Continuo a adorar o meu albinismo e acredito que fui criado de forma maravilhosa e única. Como sou único, enfrento desafios únicos todos os dias. Não é fácil.
AAN: Como é que equilibra os papéis profissionais e pessoais?
Cecília: Às vezes não se pode dizer que se está a equilibrar. Quero pôr pão na mesa. Os miúdos têm de fazer os trabalhos de casa, a casa tem de ser limpa. Quase não tenho tempo para mim. Se o meu negócio crescer e eu conseguir empregar pessoas, será ótimo. Lembro-me de, no Fórum, o I.K [Ero] ter dito que se não nos mantivermos a par das normas, ficaremos para trás. Espero que a AAN possa voltar a realizar estes fóruns para apoiar outras mulheres com albinismo.
AAN: Na sua opinião, como é que mais mulheres com albinismo podem ser apoiadas para entrar e ter sucesso no empreendedorismo?
Cecília: As mulheres com albinismo precisam de ser apoiadas para terem acesso a financiamento e capital de arranque. Eu tive sorte porque tinha um salário, mas as pessoas com albinismo não trabalham, não recebem subsídios e precisam de ajuda. Há necessidade de formação em negócios. As pessoas tornam-se empresários porque são motivadas por alguém que fala da sua experiência empresarial.

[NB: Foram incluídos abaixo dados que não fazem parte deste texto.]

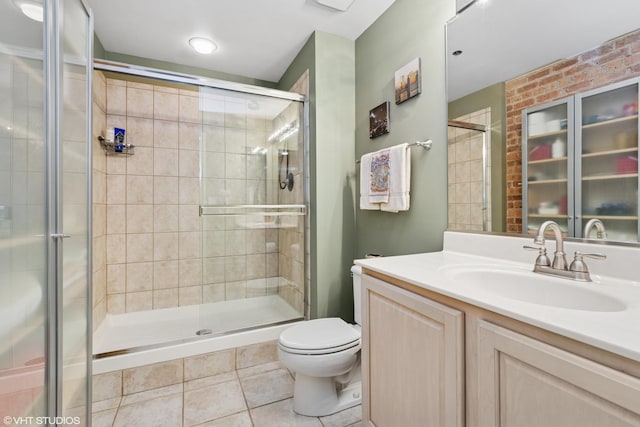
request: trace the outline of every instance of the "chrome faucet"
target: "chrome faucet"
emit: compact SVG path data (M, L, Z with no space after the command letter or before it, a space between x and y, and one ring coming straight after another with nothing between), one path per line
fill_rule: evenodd
M564 253L564 240L562 239L562 230L555 221L545 221L538 228L538 234L533 239L536 245L544 245L544 233L550 228L553 231L553 237L556 239L556 251L553 253L553 262L551 268L556 270L567 269L567 257Z
M545 247L544 233L547 229L553 231L553 235L556 239L556 250L553 253L553 262L549 260L547 256L547 248ZM591 275L587 264L584 262L584 257L604 259L606 255L599 253L583 253L576 251L573 262L567 266L567 258L564 253L564 240L562 238L562 230L555 221L545 221L538 228L536 237L533 239L535 246L525 245L525 249L537 250L538 258L536 258L535 265L533 266L534 273L548 274L550 276L565 277L567 279L580 280L583 282L590 282Z
M590 219L589 222L587 222L587 225L584 226L584 233L582 234L582 236L585 239L588 239L589 233L591 232L591 229L594 227L596 229L596 238L598 239L607 238L607 232L604 229L604 224L598 218Z

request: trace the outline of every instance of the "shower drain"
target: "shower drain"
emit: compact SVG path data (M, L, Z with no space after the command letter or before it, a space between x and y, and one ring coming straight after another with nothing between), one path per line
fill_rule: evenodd
M199 331L196 331L196 335L209 335L211 333L213 333L211 329L200 329Z

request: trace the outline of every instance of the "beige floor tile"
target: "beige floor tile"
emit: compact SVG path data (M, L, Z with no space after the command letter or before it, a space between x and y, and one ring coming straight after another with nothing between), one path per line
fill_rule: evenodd
M182 426L182 393L121 406L114 427Z
M286 369L254 375L240 381L249 408L293 396L293 378Z
M269 341L238 348L237 367L248 368L278 360L278 342Z
M280 362L263 363L262 365L252 366L250 368L238 369L238 377L247 378L254 375L264 374L265 372L284 369Z
M213 421L247 410L240 383L227 381L184 393L184 426Z
M320 421L322 421L324 427L351 426L360 420L362 420L362 405L354 406L353 408L345 409L344 411L327 415L326 417L320 417Z
M245 411L204 424L198 424L198 427L253 427L253 423L251 422L249 412Z
M316 417L304 417L293 412L293 399L251 409L254 427L322 427Z
M122 398L114 397L113 399L100 400L91 404L91 412L102 412L109 409L118 409Z
M111 427L117 412L117 408L94 412L91 415L91 425L93 427Z
M122 398L121 406L133 405L134 403L145 402L147 400L157 399L159 397L171 396L172 394L182 393L183 383L170 385L167 387L154 388L151 390L133 393Z
M123 373L124 394L182 383L182 366L182 359L177 359L126 369Z
M198 378L196 380L186 381L184 383L184 391L197 390L199 388L211 387L212 385L225 383L227 381L237 380L236 371L227 372L225 374L212 375L210 377Z

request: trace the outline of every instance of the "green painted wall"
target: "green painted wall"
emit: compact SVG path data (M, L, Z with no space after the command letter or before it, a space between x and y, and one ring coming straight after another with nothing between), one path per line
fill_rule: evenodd
M104 59L106 54L107 52L104 50L104 46L98 38L98 35L96 33L93 33L93 57Z
M507 229L505 86L497 83L449 103L449 118L491 108L491 231Z
M311 317L353 320L355 44L316 32L280 80L309 70Z
M412 149L411 208L388 213L357 209L357 257L442 249L447 226L447 100L445 22L455 0L396 0L356 40L356 157L402 142L432 139ZM394 103L394 73L422 60L422 93ZM390 133L369 139L369 111L391 102ZM358 179L359 181L359 179Z

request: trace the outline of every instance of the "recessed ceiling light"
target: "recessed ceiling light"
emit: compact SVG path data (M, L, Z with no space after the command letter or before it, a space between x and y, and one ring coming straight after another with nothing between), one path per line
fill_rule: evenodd
M38 22L44 21L44 12L41 3L28 0L19 0L14 3L27 18Z
M203 37L193 37L189 39L189 45L198 53L207 55L218 49L218 45Z
M316 3L339 10L340 12L346 12L353 2L354 0L316 0Z

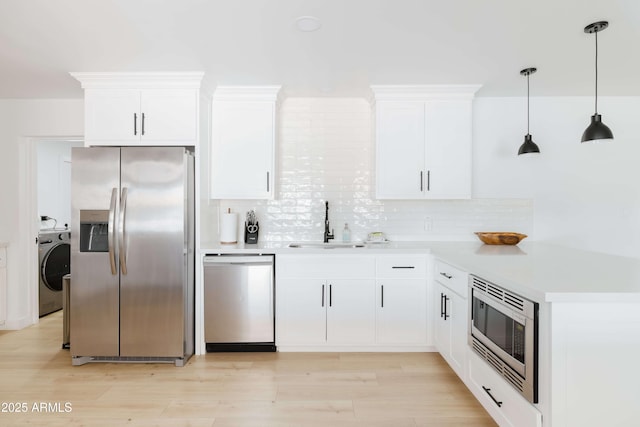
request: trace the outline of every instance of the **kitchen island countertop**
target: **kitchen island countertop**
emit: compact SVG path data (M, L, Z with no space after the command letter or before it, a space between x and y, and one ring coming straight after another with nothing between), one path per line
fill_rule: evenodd
M290 248L291 242L204 245L201 254L432 253L464 271L537 302L640 302L640 259L521 242L389 242L364 248Z

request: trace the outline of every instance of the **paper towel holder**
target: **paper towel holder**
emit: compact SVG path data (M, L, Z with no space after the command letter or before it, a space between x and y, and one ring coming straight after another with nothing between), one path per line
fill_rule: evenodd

AAN: Que conselhos daria às jovens mulheres com albinismo que sonham em abrir o seu próprio negócio, mas que se sentem inseguras para dar o primeiro passo?
Cecília:
- Comece, mesmo que tenha de começar com pouco.
- Identifique o seu mercado-alvo. Deve estar preparado para enfrentar desafios.
- Dê prioridade aos seus clientes.
- Concentre-se em algo de que gosta, algo que o apaixona.
- Não tenha medo de pedir ajuda.
AAN: Quais são os seus objectivos para o futuro e como espera continuar a fazer crescer o seu negócio e a capacitar os outros?
Cecília: O meu objetivo é tornar-me uma empresária de sucesso. Quero ser vista na televisão, quero que as pessoas leiam sobre mim nas revistas. Neste momento, estou a comprar perfumes, mas quero fabricar as minhas marcas. Quero entrar no sector imobiliário e construir um bloco de apartamentos para arrendar. Já tenho um terreno. Quero ter uma boutique para poder vender os meus perfumes e não a partir da bagageira de um carro.
AAN: Obrigado por partilhar a sua história connosco hoje. O seu percurso é verdadeiramente inspirador e estamos entusiasmados por o ver prosperar como empresário.
Cecilia Paulus é empresária e funcionária pública do Governo da República da Namíbia. Vive em Mariental, na Namíbia, com os seus dois filhos.